$(e_n)_{n=1}^{\infty}$ orthonormal in a Hilbert space H, $\overline{\text{Span}(E)}\neq H$, why does there exist an $0\neq f\in H$, $f\in E^{\perp}$

Question

If $E=(e_n)_{n=1}^{\infty}$ is an orthonormal sequence in a Hilbert space H such that $\overline{\text{Span}(E)}\neq H$, why does it follow that there exists an $0\neq f\in H$ with $f\in E^{\perp}$. This is part of a larger question on finding the eigenvalues of the compact self-adjoint operator $$Ax=\sum_{n=1}^{\infty}\lambda_n\langle x,e_n\rangle e_n$$ so the spectral theorem says that each $\lambda_i$ is an eigenvalue, but in the solutions to the problem, they claim the existence of the $f$ above as an eigenvector to the eigenvalue $0$. Is it obvious that it exists? What am I missing?

Answer 1

Take a vector $\xi\in H$ that does not belong to $\overline{\text{span}(E)}$. Set $\eta=\xi-\sum_{e\in E}\langle\xi,e\rangle e$. Note that $\eta\neq0$, otherwise $\xi\in\overline{\text{span}(E)}$. Also note that if $e_0\in E$, then $$\langle\eta,e_0\rangle=\langle\xi,e_0\rangle-\sum_{e\in E}\langle\xi,e\rangle\cdot\langle e,e_0\rangle=\langle\xi,e_0\rangle-\langle\xi,e_0\rangle=0.$$ Since $e_0\in E$ is arbitrary, this shows that $\eta\bot e$ for all $e\in E$.

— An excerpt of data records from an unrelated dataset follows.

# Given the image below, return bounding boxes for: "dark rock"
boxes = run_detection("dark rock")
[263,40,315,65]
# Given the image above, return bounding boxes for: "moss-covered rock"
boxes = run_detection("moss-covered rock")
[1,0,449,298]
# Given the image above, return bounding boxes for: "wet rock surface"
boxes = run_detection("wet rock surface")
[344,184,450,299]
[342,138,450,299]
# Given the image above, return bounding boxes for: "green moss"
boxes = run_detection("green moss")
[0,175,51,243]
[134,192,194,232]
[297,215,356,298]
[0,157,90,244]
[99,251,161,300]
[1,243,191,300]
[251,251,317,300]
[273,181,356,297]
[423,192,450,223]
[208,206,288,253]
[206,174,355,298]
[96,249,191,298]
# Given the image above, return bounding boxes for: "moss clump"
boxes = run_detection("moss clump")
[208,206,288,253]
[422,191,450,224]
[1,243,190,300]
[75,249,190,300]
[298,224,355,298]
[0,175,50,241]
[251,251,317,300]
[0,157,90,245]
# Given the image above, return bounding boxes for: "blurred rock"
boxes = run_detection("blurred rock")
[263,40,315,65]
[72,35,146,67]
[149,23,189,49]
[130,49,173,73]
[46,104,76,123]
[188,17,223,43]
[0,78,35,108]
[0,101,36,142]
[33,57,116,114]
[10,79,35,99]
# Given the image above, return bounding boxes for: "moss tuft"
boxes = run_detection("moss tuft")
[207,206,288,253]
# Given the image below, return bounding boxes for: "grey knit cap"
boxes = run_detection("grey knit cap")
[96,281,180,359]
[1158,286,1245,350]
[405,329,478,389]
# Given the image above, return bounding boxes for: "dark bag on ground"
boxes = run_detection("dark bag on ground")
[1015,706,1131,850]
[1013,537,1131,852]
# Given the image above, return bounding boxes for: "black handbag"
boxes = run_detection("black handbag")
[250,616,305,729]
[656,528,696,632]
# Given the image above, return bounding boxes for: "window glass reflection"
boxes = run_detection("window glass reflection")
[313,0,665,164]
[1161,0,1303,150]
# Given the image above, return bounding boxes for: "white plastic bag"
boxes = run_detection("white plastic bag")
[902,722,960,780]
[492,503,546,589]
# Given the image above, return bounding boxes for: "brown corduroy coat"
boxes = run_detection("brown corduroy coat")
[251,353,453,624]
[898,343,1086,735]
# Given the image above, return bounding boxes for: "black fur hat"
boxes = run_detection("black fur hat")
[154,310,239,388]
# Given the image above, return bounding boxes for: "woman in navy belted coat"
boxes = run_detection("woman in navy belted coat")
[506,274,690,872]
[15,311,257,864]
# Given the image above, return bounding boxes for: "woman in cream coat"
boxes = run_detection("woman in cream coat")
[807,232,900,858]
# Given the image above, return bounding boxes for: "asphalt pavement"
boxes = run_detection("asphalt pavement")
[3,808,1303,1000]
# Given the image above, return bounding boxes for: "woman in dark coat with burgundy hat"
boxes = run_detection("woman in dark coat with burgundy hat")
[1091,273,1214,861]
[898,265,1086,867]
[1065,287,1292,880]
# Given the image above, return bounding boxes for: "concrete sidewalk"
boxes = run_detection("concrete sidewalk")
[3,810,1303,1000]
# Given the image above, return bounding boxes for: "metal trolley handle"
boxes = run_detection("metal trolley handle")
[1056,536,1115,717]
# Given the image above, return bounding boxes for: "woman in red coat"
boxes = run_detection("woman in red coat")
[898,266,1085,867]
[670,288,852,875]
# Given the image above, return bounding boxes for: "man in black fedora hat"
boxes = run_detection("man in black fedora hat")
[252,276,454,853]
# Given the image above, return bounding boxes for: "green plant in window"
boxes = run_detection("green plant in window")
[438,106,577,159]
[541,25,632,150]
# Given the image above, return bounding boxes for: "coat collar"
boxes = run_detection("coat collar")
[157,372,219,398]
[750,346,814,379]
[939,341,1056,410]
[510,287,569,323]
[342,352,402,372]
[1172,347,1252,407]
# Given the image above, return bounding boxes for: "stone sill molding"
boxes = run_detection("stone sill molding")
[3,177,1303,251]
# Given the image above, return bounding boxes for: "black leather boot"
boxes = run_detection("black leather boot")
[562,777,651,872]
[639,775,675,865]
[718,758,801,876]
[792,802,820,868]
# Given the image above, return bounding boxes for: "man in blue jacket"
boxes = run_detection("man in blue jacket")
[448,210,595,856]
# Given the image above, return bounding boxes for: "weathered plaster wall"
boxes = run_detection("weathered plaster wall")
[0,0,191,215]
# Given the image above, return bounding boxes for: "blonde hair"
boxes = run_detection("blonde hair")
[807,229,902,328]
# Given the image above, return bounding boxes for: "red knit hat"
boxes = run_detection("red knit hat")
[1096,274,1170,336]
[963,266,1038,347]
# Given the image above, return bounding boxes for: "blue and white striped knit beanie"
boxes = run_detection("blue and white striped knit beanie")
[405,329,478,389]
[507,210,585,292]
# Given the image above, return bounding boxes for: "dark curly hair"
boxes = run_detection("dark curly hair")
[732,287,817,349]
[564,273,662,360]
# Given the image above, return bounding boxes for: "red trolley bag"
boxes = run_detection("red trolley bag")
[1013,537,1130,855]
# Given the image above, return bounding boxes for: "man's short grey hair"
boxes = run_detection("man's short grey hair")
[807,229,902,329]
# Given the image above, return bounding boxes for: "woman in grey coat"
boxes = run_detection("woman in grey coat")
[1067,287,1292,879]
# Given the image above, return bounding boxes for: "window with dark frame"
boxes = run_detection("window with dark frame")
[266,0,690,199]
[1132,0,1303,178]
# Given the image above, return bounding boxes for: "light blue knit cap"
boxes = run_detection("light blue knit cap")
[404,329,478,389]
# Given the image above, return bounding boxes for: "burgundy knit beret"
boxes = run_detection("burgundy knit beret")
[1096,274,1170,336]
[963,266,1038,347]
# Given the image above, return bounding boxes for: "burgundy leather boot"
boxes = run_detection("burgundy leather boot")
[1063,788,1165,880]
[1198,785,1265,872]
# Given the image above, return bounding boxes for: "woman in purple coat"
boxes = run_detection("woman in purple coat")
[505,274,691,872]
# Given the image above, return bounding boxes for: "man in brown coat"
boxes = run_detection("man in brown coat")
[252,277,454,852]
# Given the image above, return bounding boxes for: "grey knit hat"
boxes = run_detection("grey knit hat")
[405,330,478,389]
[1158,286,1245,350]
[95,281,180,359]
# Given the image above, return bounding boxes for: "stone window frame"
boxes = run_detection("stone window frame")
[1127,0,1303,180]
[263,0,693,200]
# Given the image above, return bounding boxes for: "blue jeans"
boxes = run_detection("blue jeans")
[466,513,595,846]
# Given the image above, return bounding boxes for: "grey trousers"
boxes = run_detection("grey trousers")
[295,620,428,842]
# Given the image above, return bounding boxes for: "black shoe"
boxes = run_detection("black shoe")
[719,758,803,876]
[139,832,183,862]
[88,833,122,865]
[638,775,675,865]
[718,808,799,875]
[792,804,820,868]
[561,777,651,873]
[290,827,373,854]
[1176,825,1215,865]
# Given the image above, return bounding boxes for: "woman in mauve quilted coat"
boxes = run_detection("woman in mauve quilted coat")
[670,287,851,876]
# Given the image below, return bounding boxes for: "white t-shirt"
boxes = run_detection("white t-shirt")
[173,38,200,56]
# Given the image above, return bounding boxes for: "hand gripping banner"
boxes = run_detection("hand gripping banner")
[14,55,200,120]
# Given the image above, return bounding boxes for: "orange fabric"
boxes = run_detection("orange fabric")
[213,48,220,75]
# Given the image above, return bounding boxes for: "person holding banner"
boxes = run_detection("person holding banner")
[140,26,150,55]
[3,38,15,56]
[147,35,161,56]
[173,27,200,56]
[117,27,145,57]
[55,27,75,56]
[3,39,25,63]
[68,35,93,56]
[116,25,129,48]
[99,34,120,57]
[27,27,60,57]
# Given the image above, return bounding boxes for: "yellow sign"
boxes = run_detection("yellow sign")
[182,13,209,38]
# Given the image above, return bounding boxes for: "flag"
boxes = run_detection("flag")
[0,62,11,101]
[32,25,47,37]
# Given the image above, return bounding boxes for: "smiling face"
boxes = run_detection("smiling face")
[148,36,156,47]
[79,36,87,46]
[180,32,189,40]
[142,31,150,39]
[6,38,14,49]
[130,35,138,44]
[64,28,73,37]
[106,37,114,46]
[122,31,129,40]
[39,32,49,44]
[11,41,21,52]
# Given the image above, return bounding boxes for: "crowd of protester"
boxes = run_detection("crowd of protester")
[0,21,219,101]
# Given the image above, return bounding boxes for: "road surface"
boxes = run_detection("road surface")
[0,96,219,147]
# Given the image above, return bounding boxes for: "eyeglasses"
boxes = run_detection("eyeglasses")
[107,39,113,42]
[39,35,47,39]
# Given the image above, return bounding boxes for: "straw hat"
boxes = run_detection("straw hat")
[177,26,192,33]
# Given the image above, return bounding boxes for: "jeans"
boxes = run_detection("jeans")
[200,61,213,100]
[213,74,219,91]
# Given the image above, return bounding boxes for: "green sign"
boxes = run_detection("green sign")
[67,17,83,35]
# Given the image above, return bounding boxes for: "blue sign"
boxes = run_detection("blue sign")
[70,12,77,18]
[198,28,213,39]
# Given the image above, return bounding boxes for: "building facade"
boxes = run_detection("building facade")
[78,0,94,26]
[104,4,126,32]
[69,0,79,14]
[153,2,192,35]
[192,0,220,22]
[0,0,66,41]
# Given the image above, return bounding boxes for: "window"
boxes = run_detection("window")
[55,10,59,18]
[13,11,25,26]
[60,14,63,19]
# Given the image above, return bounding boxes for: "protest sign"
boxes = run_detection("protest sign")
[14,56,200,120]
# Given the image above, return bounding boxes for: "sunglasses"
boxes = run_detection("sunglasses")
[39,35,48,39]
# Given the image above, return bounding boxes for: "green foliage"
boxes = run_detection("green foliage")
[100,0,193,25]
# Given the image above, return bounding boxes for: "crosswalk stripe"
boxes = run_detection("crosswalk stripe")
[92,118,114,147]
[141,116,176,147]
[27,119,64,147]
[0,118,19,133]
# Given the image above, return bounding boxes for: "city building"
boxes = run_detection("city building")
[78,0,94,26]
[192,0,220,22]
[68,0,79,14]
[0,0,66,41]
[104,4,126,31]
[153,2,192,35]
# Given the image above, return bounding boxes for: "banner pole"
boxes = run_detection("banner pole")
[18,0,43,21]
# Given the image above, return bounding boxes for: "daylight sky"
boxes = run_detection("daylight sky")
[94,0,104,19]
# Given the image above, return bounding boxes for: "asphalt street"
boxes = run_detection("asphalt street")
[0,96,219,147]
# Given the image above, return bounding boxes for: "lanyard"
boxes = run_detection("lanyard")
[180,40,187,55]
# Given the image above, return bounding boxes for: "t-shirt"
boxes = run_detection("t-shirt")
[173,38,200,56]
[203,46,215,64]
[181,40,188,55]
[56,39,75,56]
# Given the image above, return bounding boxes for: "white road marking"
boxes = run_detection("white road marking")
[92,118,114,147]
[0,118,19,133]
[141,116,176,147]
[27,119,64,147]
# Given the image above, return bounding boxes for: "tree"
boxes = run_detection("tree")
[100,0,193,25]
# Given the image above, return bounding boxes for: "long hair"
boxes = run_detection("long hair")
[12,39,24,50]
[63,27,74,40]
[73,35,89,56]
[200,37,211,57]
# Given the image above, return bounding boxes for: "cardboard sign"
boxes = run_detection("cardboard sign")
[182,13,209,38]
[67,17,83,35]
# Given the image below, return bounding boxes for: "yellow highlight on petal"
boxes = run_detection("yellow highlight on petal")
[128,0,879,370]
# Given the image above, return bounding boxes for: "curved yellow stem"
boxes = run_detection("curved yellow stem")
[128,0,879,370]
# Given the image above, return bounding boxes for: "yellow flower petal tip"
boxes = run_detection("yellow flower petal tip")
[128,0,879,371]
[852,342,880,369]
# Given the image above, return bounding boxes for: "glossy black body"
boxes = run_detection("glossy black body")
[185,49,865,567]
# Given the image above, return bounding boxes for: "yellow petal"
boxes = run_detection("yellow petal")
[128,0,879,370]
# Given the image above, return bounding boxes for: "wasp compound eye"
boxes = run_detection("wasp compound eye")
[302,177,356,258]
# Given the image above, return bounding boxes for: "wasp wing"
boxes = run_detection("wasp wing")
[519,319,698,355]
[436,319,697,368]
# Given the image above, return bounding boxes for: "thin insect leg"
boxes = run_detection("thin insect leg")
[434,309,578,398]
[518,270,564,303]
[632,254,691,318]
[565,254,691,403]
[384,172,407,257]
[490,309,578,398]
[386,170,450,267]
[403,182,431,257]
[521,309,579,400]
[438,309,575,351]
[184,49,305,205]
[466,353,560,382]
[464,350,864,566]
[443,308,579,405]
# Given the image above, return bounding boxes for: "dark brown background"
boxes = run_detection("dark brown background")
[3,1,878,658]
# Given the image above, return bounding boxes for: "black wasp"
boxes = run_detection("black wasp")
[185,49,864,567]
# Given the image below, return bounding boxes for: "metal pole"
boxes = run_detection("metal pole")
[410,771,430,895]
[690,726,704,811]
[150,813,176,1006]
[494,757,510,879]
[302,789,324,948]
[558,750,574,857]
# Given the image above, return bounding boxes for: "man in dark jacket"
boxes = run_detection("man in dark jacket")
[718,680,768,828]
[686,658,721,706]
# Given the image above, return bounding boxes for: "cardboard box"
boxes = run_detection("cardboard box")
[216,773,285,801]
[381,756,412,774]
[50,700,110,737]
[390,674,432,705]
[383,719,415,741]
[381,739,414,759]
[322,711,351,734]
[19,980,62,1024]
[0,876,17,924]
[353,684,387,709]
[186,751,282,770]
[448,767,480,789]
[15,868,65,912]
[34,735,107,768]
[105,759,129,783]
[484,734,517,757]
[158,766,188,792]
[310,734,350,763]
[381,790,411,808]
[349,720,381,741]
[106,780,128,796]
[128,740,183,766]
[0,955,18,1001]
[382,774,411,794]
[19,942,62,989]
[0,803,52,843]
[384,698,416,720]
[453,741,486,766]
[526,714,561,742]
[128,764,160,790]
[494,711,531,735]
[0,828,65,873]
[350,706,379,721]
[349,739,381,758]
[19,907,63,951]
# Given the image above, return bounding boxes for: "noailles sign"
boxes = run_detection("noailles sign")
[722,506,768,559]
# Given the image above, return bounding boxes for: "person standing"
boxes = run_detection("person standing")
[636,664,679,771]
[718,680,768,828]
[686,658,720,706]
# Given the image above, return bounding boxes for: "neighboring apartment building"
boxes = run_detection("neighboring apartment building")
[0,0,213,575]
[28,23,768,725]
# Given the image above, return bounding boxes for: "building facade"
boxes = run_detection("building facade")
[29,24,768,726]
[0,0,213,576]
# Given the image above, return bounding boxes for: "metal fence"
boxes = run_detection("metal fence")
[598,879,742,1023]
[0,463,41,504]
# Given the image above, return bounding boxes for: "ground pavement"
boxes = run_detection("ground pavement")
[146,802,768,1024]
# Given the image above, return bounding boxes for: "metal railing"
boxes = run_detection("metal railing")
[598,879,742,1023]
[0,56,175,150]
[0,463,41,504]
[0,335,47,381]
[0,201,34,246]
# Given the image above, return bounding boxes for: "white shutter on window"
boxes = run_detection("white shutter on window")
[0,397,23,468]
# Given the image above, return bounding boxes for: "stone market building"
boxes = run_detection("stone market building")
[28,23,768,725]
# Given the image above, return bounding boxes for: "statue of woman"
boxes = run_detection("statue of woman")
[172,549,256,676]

Comment: This is trivial if one knows that a Hilbert space is decomposed as $H=K\oplus K^\bot$, for any Hilbert subspace $K$. If $K\neq H$, then $K^\bot$ is non-zero so just pick any vector of $K^\bot$. Actually, the above answer is pretty much this argument with a few more details: we take a vector $\xi$ that does not belong to $K:=\overline{\text{span}(E)}$, so if we decompose$\xi=\xi_K+\xi_{K^\bot}$, then $\xi_{K^\bot}$ is non-zero. The vector $\eta$ is precisely this $\xi_{K^\bot}$ vector, i.e. the orthogonal projection of $\xi$ onto $K^\bot$.